E então veio o grito. Agindo por instinto Magali levou sua mão para baixo do balcão, já pegando sua espada que ali esperava. Viu George virar-se imediatamente, procurando a fonte do grito. Todos na taverna, mesmo os mais bêbados, se voltaram para o mesmo lugar no mesmo instante. Na mesa do sujeito não mais encapuzado Nina caia no chão, com uma adaga enterrada em seu peito.

Depois de um segundo de silêncio e incredulidade, os beberrões que ainda estavam ali começaram a gritar e correr, todos em direção a saída. O homem ignorava todos os clientes enquanto caminhava em direção a Magali.
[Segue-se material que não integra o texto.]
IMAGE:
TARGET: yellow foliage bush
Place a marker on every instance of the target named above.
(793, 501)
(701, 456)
Sua face era um elmo que imitava uma caveira, e agora empunhava uma espada de lâmina vermelha.

- George, corra para a cozinha! – Gritou em desespero.
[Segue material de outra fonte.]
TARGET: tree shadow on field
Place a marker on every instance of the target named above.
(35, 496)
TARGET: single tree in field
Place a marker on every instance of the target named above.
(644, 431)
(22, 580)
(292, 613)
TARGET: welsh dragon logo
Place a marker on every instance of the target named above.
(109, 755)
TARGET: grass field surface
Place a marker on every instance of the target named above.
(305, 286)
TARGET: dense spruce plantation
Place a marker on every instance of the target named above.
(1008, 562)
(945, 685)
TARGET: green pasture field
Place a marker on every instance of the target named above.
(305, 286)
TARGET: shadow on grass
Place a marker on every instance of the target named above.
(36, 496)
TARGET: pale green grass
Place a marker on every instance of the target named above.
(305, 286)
O menestrel, saindo de um devaneio, começou a correr em direção a cozinha, mas hesitou no meio do caminho.

- Venha comigo, rápido!

Mas Magali ignorou. Estava com sua atenção focada na caveira de aço em sua frente. Empunhou sua espada com as duas mãos, segura que ainda tinha habilidade para proteger seu amado. Agora que via o corpo de aço do seu inimigo sentia falta da sua armadura.

Ela foi a primeira a investir. Precisava testar a resistência do desconhecido. Impulsionou-se para frente e cortou na altura do ombro. A caveira levou sua espada rubra com velocidade para bloquear o ataque, deixando o outro lado do corpo exposto. Magali reposicionou-se com rapidez e girou sua espada para acertar o lado esquerdo do inimigo, mas a espada chocou-se com a armadura do inimigo e não teve efeito. Magie sentiu sua mão doer no choque e praguejou. A capa escondia qualquer brecha na armadura, sendo difícil descobrir onde acertar.

E então chegou a vez do inimigo. Ele era alto e largo, mas não pecava em velocidade. Sua espada cortou rente a barriga de Magie, que escapou saltando para trás. Viu que seu vestido e a superfície de sua barriga fora cortado, começando a escorrer sangue. Antes que pudesse se recuperar a espada da caveira já atacava novamente. Dessa vez o golpe veio de cima, e foi certeiro. A espada rubra cravou no ombro da guerreira e alojou-se ali, espalhando a terrível dor por todo seu corpo. Ela sentiu seu braço esquerdo adormecer enquanto perdia os sentidos.

Tentando se recuperar chutou com força o estomago do desconhecido, e mais uma vez encontrou placas de aço. Praguejou ao sentir alguns dedos do pé quebrar, mas conseguiu fazer com que a caveira recuasse dois passos, o suficiente para tirar a espada de seu ombro. Magali preparou um golpe na altura do pescoço quando a porta da taverna foi arrombada.

Por um mísero segundo, o esqueleto de aço se distraiu. Na porta os guardas da cidade começavam a entrar, contando três ao todo. Magali estava preparada para o golpe quando o inimigo se distraiu, mas mesmo distraído, ela sabia que ia falhar. Nesse curto segundo Magali deu as costas e correu. Viu que a caveira se preparou para busca-la, mas um dos guardas chamou sua atenção quando tentou cortá-lo com sua espada.

George esperava desesperado na entrada da cozinha e agradeceu a todos os deuses por Magali ter largado seu orgulho e fugido da luta. Os dois entraram na cozinha e correram para a saída dos fundos. Na rua, conseguiam escutar os gritos dos guardas que estavam sendo fatiados.

“Cedo ou tarde alguma coisa acontece e somos obrigados a voltar”. Não achava que aconteceria tão cedo.